According to Irwin Selinger, Chairman of the Board and Chief Executive
Officer of Graham-Field, and Rodney Price, Chairman of the Board of Everest
& Jennings, "the strategic combination of Graham-Field and Everest &
Jennings will enable Graham-Field to strengthen its manufacturing
operations on a company-wide basis and enhance Graham-Field's Consolidation
Advantage Program. The ability to control the manufacturing and
distribution of the wheelchair and homecare bed product lines, which
represent leading product lines in the home healthcare market, will
solidify and strengthen Graham-Field's franchise for years to come. The
Everest & Jennings product line will enable Graham-Field to increase
significantly its market presence in the home healthcare market."

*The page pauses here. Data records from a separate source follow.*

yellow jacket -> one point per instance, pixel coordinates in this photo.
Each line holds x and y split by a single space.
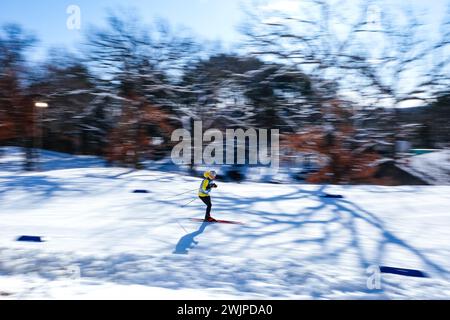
205 187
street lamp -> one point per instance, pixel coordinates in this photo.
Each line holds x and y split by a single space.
41 106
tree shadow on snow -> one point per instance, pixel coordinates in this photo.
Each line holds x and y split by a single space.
340 212
188 241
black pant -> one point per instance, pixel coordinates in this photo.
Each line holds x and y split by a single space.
207 201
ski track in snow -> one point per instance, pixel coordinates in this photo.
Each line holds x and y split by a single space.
295 244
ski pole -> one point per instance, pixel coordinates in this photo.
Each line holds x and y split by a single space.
189 203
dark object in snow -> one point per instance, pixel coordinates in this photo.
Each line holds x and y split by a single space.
140 191
332 196
30 239
218 221
404 272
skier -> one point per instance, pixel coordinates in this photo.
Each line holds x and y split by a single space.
203 193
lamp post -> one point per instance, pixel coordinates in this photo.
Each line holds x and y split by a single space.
40 106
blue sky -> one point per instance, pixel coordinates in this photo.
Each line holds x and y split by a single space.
209 19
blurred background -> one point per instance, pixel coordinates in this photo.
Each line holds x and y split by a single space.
359 90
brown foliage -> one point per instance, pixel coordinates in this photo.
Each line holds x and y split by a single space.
345 163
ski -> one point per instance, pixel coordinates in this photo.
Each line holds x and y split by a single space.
218 221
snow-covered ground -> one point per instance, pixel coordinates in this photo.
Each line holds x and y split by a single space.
103 241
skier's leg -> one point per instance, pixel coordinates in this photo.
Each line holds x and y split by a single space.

It is anticipated that Bevil Hogg, the President and Chief Executive
Officer of Everest & Jennings, will join Graham-Field as a corporate
officer and will become President of the Everest & Jennings Division. Mr.
Hogg will contribute significantly to the growth of the overall
manufacturing operations and research and development areas of the combined
company. It is expected that Rodney Price and Bevil Hogg will join the
Graham-Field Board of Directors.
According to Rodney Price, "BIL is pleased to have this opportunity to
become a major stockholder in Graham-Field. We look forward to
contributing to the world-wide growth of Graham-Field through our
relationships, as well as our knowledge of and presence in, the European
and Far Eastern markets."
Graham-Field manufacturers, markets and distributes more than 22,000
healthcare products for hospital, physician and home use to approximately
16,000 home healthcare, physician, hospital supply and pharmaceutical
distributors, retailers and wholesalers.